When the health agent first questioned the design, I explained that the Sanitary Code, under 310CMR15.254(1) allowed for dosing pumps for systems with a total design flow less than 2,000 GPD provided that there is a gravity distribution system. The health agent did not agree with my reading of the Code and contacted the regional office of the DEP to get an “official” opinion. The DEP engineer actually sent a fax that stated that all pumped systems had to be pressure dosed and attached the section of the Code related to pressuring distribution (310CMR15.254(2)). Once I was given a copy of this DEP fax document, I contacted the same engineer at the DEP and suggested that he not skip to the second paragraph in the Code section 15.254 that he cited, but start at the first item that clearly allows for pump dosing to a gravity distribution system for design flows under 2,000 GPD.

I explained that pressure distribution systems, while an option, are not typically used on small systems. For example, if an existing small single family house, under a repair design, needed to have a slightly elevated leaching system due to high groundwater, and the plumbing location prohibited a total gravity system, then, under the “all systems using a pump” opinion, this property would be forced to have a pressure distribution leaching system.

I then went through the appropriate Code section wording with the DEP engineer and discussed the differences between the two paragraphs. The DEP engineer then issued a new fax to the health agent correcting the earlier fax and noting that the pumped system design was allowed and that “pumped” systems without pressure distribution is acceptable provided that they meet the Code criteria.

At that point, the health agent, under the authority of the Board of Health, approved the design plan and issued the construction permit.

If I had not insisted that the DEP engineer had been incorrect, my client would have had to pay for an expensive pressure distribution system.

An engineer who does not have a good working knowledge of the Massachusetts Sanitary Code as well as the experience in both pump dosing and pressure distribution system design would not have questioned the health agent’s opinion and definitely would not question a DEP engineer.

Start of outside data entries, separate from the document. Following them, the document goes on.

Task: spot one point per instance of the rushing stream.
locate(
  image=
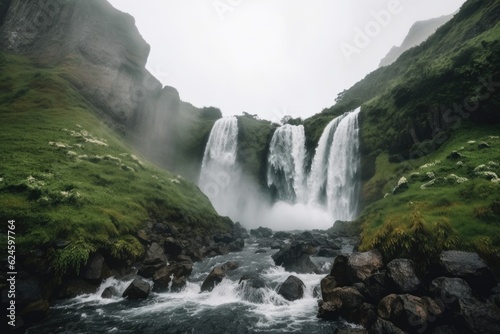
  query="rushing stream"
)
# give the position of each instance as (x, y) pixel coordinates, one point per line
(230, 308)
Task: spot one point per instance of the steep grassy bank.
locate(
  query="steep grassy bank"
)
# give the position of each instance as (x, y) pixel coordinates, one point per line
(65, 176)
(439, 97)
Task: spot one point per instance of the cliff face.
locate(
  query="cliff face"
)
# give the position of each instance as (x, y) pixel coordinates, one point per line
(100, 51)
(418, 33)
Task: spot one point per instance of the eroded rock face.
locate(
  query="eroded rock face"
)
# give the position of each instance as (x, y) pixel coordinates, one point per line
(470, 267)
(402, 275)
(292, 289)
(356, 267)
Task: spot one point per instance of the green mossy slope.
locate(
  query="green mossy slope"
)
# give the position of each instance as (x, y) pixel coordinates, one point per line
(64, 175)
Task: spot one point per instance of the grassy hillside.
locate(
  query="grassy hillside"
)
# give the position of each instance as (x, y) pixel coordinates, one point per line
(439, 97)
(65, 176)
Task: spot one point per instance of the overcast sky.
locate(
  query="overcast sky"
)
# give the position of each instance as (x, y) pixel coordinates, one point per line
(272, 57)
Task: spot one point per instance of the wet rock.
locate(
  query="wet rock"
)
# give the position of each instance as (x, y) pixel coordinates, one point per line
(156, 252)
(483, 145)
(343, 303)
(78, 287)
(408, 312)
(295, 258)
(449, 290)
(356, 267)
(172, 247)
(110, 292)
(328, 252)
(470, 267)
(328, 284)
(237, 245)
(376, 287)
(292, 289)
(216, 276)
(454, 155)
(35, 311)
(479, 317)
(282, 235)
(386, 327)
(261, 232)
(402, 186)
(137, 289)
(402, 276)
(96, 268)
(224, 238)
(178, 283)
(350, 331)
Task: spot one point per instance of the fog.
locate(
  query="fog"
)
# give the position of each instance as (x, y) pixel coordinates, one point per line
(272, 57)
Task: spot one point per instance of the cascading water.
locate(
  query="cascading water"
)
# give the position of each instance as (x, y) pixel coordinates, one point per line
(317, 181)
(333, 178)
(343, 165)
(286, 171)
(219, 170)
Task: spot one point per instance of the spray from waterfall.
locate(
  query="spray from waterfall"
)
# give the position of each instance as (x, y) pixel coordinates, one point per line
(219, 170)
(286, 170)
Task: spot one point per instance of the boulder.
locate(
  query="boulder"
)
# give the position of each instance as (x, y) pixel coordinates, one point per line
(478, 317)
(156, 252)
(110, 292)
(356, 267)
(261, 232)
(449, 290)
(376, 287)
(344, 302)
(402, 276)
(178, 283)
(295, 258)
(292, 289)
(350, 331)
(35, 311)
(137, 289)
(77, 287)
(327, 252)
(96, 268)
(386, 327)
(470, 267)
(216, 276)
(282, 235)
(328, 284)
(172, 247)
(408, 312)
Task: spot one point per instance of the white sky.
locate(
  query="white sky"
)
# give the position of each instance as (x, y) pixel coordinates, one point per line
(270, 57)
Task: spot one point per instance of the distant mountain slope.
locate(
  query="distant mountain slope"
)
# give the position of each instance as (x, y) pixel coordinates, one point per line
(418, 33)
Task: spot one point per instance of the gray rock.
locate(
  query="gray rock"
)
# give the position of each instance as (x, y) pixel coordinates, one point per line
(449, 290)
(292, 289)
(137, 289)
(479, 317)
(295, 258)
(216, 276)
(110, 292)
(401, 274)
(96, 268)
(356, 267)
(470, 267)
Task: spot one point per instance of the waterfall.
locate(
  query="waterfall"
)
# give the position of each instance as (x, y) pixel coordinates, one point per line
(286, 171)
(317, 181)
(333, 178)
(343, 165)
(219, 170)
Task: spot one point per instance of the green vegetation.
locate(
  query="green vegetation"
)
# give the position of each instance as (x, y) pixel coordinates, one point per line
(435, 99)
(65, 176)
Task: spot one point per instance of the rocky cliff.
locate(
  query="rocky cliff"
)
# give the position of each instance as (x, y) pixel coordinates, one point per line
(418, 33)
(101, 52)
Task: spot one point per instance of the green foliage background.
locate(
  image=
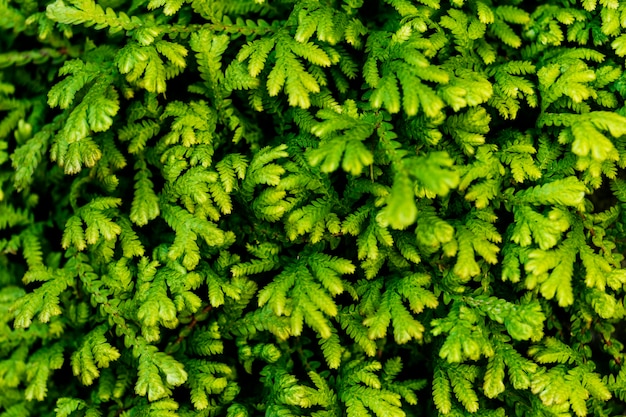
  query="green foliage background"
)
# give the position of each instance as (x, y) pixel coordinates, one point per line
(312, 208)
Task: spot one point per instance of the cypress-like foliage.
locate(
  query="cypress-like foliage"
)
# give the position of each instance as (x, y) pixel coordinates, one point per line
(386, 208)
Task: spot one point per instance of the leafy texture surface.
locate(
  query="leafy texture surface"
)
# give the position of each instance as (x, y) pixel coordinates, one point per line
(387, 208)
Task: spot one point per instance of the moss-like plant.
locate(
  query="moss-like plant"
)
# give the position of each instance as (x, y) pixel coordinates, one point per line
(312, 208)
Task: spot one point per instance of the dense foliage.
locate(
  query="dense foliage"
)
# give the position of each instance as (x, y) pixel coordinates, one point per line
(312, 208)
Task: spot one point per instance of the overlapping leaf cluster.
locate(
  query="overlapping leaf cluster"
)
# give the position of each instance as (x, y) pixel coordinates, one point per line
(288, 208)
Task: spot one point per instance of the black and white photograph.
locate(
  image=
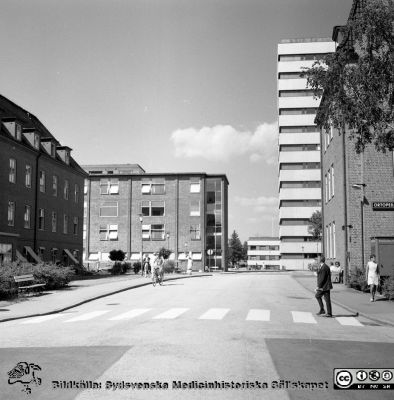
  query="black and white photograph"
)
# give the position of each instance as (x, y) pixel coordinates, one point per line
(196, 199)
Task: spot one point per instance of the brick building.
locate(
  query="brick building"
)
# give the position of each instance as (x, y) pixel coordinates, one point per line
(263, 253)
(41, 202)
(358, 193)
(138, 212)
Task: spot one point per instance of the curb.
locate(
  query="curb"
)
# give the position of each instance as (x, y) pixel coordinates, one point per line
(380, 321)
(100, 297)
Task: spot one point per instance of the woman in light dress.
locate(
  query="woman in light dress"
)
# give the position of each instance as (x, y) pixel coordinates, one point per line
(373, 276)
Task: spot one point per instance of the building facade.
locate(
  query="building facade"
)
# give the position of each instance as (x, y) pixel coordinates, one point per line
(41, 204)
(358, 193)
(299, 150)
(264, 253)
(139, 213)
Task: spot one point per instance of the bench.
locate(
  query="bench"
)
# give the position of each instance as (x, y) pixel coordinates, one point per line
(27, 283)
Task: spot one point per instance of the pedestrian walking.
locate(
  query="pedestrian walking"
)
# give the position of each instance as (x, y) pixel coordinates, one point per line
(373, 276)
(324, 286)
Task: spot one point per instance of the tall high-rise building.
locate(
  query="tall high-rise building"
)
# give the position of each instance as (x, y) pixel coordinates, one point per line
(299, 150)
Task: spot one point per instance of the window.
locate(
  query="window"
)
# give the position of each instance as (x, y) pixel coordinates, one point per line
(36, 142)
(153, 188)
(66, 190)
(54, 221)
(11, 213)
(12, 172)
(28, 176)
(108, 232)
(54, 185)
(298, 129)
(153, 232)
(76, 193)
(42, 181)
(195, 233)
(27, 217)
(65, 224)
(195, 208)
(153, 208)
(75, 225)
(195, 187)
(109, 209)
(41, 219)
(109, 186)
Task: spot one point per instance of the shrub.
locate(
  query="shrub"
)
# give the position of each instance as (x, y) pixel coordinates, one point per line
(169, 266)
(54, 276)
(358, 280)
(137, 267)
(388, 288)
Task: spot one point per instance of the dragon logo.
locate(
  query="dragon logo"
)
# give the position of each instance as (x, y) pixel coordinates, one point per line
(24, 373)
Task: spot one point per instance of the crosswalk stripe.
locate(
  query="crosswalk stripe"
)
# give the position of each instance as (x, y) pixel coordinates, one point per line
(41, 318)
(349, 321)
(258, 315)
(215, 313)
(303, 317)
(171, 313)
(87, 316)
(130, 314)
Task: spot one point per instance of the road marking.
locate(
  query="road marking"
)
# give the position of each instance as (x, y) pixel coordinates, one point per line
(258, 315)
(85, 317)
(349, 321)
(215, 313)
(41, 318)
(130, 314)
(171, 313)
(303, 317)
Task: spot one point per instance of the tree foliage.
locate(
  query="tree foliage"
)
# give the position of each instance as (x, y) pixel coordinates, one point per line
(315, 227)
(357, 81)
(235, 249)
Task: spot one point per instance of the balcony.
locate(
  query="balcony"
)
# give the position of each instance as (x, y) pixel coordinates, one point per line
(298, 102)
(299, 156)
(293, 230)
(299, 138)
(297, 212)
(297, 120)
(300, 194)
(300, 175)
(300, 247)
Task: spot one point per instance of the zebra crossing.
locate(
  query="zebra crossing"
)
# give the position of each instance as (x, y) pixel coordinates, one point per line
(252, 316)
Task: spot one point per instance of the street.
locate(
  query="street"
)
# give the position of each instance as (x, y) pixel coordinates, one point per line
(232, 328)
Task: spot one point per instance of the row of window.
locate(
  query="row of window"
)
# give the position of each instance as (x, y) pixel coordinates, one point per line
(330, 240)
(12, 178)
(264, 247)
(111, 186)
(255, 258)
(27, 216)
(329, 183)
(148, 208)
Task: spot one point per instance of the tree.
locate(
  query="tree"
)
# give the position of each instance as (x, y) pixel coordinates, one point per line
(357, 81)
(235, 249)
(316, 225)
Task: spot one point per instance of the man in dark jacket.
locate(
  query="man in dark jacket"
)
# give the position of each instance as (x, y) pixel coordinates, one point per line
(324, 286)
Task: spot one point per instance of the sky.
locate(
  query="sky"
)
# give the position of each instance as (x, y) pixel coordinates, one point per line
(172, 85)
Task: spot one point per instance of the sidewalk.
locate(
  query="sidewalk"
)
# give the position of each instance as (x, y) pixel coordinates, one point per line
(77, 293)
(381, 311)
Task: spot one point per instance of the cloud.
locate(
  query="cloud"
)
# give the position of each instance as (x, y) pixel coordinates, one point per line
(223, 143)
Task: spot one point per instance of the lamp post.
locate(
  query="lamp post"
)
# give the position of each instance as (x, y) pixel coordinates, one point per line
(361, 186)
(142, 245)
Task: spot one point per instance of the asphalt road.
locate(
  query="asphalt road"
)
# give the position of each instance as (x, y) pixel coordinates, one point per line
(225, 330)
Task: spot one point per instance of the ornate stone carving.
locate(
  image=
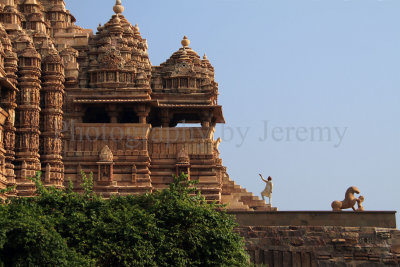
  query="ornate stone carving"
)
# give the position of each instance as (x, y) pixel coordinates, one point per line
(183, 156)
(106, 155)
(349, 201)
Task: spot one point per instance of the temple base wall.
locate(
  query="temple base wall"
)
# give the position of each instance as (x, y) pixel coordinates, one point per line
(300, 240)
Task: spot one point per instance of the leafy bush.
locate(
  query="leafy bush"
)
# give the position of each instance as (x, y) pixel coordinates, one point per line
(173, 227)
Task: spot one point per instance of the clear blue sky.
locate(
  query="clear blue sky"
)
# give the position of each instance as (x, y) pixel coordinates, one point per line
(300, 65)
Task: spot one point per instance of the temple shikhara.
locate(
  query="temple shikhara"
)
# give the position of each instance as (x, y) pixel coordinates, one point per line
(75, 100)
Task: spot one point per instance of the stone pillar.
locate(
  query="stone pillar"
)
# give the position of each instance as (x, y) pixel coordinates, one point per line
(112, 113)
(11, 68)
(165, 118)
(53, 93)
(206, 117)
(27, 144)
(142, 111)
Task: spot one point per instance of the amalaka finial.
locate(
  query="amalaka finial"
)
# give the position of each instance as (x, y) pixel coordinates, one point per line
(185, 42)
(118, 8)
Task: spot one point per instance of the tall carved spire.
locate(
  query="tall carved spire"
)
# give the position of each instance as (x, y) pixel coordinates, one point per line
(118, 8)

There is no substitution for experience.

I recently heard about an example of how experience impacted a pressure distribution system project. A local contractor, was installing a pressure distribution system (not one of my designs, thank you) when the local health agent had him tear out the manifold and lateral connections. The design plan, according to my source, did not detail how these connections were to have been made and the contractor built what he thought was correct. A more experienced design engineer would have had that detail presented on his plan, since that piping connection is one of the more critical components of the pressure distribution system. This lack of detail not only resulted in more work and expense for the contractor but delayed the completion of the system construction.

This is one of my typical pressure distribution system design details.

Clients do not appreciate an engineer gaining on-the-job training on their projects.

While there are some people that base their decision to hire an engineer on the lowest price, the smart consumer looks at experience, reputation and integrity in combination with the cost to establish the “value” of a project.